I highly recommend you try this recipe- you won't be disappointed.
And as for that prepackaged garbage- I have not the slightest doubt in my mind that my chicken lentil patties tasted infinitely better.

This is a terrific dish if you want to serve meat at a meal but want to stretch it, while not compromising on the amount of protein. You can make this also with ground turkey. Feel free to substitute all or part of the potato flakes with bread crumbs if gluten isn't an issue for you.

Chicken Lentil Patties Recipe

Ingredients:
2 cups cooked green/brown lentils
2 cups ground chicken
1 onion
1/2 cup potato flakes
1/4 cup ground flax seeds
1-1 1/2 teaspoon salt
1 teaspoon garlic powder
2 tablespoon fresh cilantro/corriander
1 teaspoon cumin
1 teaspoon paprika
1 tablespoon oil, plus more for frying.

Instructions:
1. Stick the onion in the food processor or grate with a fine grater. Let it sit for a few minutes so the liquids separate.

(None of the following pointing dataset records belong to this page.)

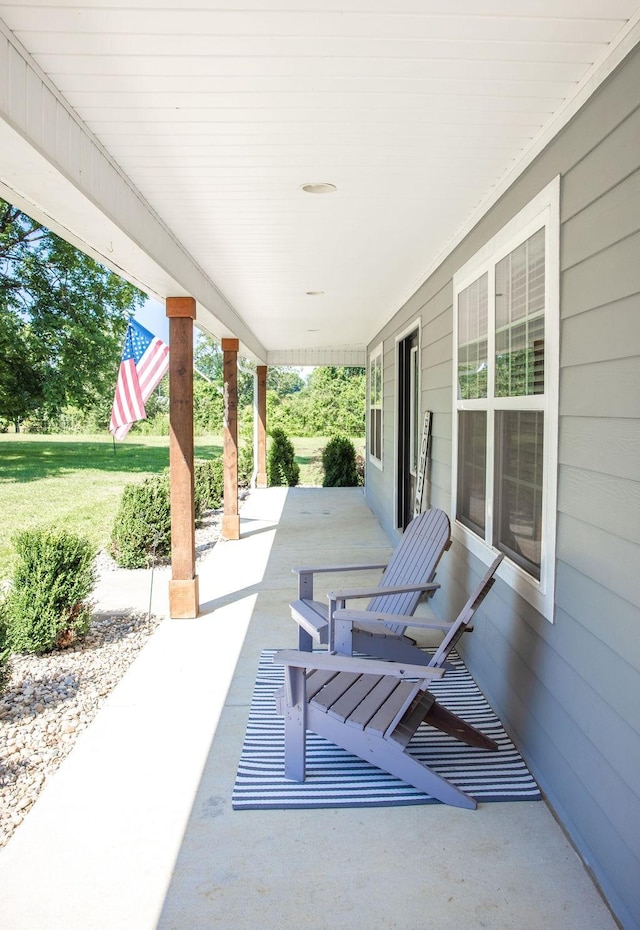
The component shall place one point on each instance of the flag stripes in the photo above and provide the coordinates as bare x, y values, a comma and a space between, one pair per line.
145, 359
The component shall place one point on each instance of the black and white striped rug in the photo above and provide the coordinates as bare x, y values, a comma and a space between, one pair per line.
336, 778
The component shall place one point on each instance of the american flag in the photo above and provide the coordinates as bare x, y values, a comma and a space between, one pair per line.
145, 359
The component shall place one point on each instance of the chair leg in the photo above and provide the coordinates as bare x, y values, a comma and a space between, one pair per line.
305, 640
295, 724
442, 719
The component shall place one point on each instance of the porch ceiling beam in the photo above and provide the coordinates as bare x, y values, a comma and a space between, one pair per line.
355, 357
57, 171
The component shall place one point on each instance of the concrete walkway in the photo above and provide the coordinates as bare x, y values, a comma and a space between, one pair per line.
136, 831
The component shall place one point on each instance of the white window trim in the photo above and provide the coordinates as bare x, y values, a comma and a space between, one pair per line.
377, 352
544, 209
415, 326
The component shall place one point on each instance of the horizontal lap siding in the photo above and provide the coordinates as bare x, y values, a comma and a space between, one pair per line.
568, 691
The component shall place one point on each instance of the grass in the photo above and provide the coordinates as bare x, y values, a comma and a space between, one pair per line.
308, 455
74, 482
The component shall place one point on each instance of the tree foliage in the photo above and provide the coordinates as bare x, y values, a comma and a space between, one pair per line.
62, 320
333, 401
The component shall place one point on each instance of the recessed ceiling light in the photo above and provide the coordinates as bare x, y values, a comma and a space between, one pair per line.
319, 187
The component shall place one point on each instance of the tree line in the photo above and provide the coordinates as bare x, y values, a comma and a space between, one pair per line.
62, 322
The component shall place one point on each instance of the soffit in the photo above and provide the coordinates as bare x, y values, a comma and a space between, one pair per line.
417, 110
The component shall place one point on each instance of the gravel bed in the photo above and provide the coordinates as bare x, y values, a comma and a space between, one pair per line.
51, 698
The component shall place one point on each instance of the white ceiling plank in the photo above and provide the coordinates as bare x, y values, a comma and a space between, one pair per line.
325, 24
279, 46
416, 109
593, 9
60, 66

Pour off the liquids. (You can save this if you want it to cook with.)

2. Leave the lentils whole. Mix together with the chicken.

3. Add the rest of the ingredients, mixing well to incorporate them.

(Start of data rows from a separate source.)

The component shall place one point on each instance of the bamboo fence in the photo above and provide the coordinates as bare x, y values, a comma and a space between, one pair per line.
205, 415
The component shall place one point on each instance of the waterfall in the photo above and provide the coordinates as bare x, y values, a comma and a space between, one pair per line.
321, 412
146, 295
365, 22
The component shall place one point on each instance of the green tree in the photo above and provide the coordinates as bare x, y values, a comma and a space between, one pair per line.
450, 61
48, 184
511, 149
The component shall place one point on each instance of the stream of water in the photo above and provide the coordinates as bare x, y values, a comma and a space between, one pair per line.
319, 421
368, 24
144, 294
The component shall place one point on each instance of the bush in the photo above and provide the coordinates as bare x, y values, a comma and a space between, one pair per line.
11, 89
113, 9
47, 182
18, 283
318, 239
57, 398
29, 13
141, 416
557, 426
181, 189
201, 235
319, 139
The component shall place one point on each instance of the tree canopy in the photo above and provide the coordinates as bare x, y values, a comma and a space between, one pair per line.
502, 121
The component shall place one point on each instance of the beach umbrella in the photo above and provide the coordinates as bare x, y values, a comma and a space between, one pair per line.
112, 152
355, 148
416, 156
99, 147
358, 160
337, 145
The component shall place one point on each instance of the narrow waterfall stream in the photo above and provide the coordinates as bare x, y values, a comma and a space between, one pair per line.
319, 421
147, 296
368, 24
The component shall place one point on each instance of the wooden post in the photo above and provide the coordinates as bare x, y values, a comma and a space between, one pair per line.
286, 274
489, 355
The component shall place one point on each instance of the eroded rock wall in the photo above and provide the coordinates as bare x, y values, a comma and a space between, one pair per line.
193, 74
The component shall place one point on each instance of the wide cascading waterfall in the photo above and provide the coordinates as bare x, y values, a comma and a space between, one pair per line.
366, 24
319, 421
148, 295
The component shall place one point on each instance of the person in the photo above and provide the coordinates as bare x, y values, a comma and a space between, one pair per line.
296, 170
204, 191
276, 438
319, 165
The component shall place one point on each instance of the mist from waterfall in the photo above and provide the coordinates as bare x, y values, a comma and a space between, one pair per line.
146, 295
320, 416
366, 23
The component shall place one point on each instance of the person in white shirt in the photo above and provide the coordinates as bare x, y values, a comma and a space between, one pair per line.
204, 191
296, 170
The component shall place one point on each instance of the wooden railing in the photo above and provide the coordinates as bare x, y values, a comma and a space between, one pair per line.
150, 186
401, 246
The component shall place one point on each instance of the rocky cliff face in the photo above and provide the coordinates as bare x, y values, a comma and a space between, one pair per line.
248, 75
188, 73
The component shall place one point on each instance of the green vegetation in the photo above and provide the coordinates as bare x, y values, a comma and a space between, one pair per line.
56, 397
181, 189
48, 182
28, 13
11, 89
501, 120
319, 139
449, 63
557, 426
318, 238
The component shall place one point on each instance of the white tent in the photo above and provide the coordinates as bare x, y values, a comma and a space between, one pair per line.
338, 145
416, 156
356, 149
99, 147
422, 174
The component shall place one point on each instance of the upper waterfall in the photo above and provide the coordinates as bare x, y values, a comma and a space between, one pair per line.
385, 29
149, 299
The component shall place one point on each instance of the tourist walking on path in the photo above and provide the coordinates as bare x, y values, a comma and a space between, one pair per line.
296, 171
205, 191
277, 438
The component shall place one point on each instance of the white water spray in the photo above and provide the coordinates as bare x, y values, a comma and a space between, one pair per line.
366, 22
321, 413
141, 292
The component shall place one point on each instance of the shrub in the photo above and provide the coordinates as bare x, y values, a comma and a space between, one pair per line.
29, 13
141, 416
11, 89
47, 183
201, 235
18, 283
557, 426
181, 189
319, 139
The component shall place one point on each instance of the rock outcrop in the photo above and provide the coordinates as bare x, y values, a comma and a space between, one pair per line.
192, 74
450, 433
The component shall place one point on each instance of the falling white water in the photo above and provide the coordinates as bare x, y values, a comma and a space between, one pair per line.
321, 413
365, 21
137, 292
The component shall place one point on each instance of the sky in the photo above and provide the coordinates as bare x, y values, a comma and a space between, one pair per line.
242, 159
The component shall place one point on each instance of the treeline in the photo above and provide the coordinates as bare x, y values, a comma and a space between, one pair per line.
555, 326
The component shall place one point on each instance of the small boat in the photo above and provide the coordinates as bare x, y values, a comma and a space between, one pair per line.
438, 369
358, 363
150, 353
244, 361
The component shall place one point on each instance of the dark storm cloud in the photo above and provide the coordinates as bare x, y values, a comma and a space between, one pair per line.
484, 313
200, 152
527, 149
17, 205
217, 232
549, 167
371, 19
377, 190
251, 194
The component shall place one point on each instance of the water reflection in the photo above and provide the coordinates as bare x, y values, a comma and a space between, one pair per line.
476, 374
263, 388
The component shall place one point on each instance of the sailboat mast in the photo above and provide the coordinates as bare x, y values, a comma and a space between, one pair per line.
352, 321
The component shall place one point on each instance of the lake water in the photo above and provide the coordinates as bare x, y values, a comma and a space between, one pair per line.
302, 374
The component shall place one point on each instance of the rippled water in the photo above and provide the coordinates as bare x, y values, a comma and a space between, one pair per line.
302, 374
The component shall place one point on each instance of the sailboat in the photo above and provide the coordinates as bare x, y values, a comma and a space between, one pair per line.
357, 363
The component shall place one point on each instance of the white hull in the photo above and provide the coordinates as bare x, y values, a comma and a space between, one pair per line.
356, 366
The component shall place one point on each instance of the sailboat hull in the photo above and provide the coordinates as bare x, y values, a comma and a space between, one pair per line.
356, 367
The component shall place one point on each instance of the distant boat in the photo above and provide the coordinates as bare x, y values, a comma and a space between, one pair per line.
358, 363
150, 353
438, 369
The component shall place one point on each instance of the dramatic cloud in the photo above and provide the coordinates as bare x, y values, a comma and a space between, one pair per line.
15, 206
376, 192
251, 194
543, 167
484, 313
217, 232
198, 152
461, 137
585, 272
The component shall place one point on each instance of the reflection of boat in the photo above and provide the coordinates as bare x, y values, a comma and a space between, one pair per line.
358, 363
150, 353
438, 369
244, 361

4. Lightly oil a skillet or other non stick pan or pot with a cover, and heat up. (I use my cast iron skillet.)

5. Wet your hands, take a golf ball sized clump of the mixture in your hands, flatten slightly, then place in your pan.

6. Cover the pan. Cook on a medium/low heat for 5-10 minutes, or until browned on one side. Flip, then cook until browned on the other side. Alternatively, bake on a lightly greased baking tray, flipping over when the bottom is browned, and removing from the oven when the other side is browned.

Serving Suggestion:
Plate on a bed of lettuce, with some tomato basil salad on the side, or serve in a rice paper wrap with lettuce, sprouts, cucumbers, and tomatoes.
My husband ate his with ketchup, but I felt it was overkill, and actually diminished my enjoyment when eating these.

Yield: 20 patties.

Does this look like a recipe you'd try?
Were there any dishes you'd seen in the store or restaurant, and wanted to recreate, either with or without having tasted it? What food was it? How did it come out? Did it meet or exceed your expectations, or fall short?